Mit den 10 Songs ist das Album (leider) nur etwas mehr als 46 Minuten lang, denn je länger die Scheibe läuft, umso tiefer hat man das Bedürfnis in die Kissen zu sinken und die Decke ans Kinn zu ziehen. Draußen pfeift der kalte Herbstwind um die Ecken und drinnen verbreiten die Tindersticks mit wunderbaren Songs eine unglaublich herzliche Wärme.

Der sehr klavierlastige Opener For the Beauty beginnt wie ein Soundtrack zu einem melancholischen Film und Stuart Staples findet genau den richtigen Ton, um den Song dann wieder auf das Niveau einer Ballade zu heben. Traurige Liebesbekundungen, die ein Verlassener alleine am Klavier vorträgt. Erst im letzten Dritten setzen die Streicher ein und tragen den Song ins Ziel.
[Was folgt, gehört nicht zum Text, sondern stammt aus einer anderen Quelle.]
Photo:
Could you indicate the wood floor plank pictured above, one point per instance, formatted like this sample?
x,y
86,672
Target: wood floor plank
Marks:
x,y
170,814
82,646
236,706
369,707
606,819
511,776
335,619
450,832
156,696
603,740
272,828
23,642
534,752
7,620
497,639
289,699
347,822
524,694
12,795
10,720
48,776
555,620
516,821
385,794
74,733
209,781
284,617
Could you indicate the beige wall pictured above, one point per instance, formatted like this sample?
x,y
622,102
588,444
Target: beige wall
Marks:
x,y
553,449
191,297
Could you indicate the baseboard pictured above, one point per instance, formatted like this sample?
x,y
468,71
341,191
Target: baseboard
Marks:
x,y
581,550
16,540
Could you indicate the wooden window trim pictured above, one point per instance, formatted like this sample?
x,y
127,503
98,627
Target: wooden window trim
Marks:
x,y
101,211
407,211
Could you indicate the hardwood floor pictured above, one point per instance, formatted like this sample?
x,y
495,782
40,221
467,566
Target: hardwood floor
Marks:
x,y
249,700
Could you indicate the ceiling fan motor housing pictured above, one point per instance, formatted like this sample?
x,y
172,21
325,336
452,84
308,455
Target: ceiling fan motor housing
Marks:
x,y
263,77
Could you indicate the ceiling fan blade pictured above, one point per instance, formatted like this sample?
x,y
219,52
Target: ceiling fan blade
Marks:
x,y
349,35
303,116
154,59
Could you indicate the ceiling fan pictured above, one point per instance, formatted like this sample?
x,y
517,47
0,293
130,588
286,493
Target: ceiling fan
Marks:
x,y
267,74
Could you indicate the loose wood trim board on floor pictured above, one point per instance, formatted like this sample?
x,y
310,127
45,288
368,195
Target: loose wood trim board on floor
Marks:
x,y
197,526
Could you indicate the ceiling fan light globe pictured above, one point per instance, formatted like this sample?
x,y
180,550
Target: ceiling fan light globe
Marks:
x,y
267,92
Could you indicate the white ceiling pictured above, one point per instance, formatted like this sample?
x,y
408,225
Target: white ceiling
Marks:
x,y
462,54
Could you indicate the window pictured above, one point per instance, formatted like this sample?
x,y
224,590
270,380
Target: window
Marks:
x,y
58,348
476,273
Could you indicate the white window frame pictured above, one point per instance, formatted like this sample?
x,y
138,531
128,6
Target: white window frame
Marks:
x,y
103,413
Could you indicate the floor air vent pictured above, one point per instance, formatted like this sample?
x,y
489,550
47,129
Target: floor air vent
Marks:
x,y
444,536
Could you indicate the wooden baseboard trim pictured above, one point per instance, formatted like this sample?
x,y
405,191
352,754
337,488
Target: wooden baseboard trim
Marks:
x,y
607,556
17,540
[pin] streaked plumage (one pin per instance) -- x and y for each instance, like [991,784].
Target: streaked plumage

Geradezu luftig-sprudelnd beginnt die ausgekoppelte Single The Amputees und erinnert dabei an Sean O’Hagans The High Llamas mit Rasseln, Vibraphon und Percussions, wäre da nicht Staples unverkennbare Stimme. Insgesamt besteht der Song aus kaum mehr als drei Zeilen, von denen einem nur „I miss you so bad“ im Gedächtnis bleibt, da es zum Ende hin gefühlt 200 Mal wiederholt wird.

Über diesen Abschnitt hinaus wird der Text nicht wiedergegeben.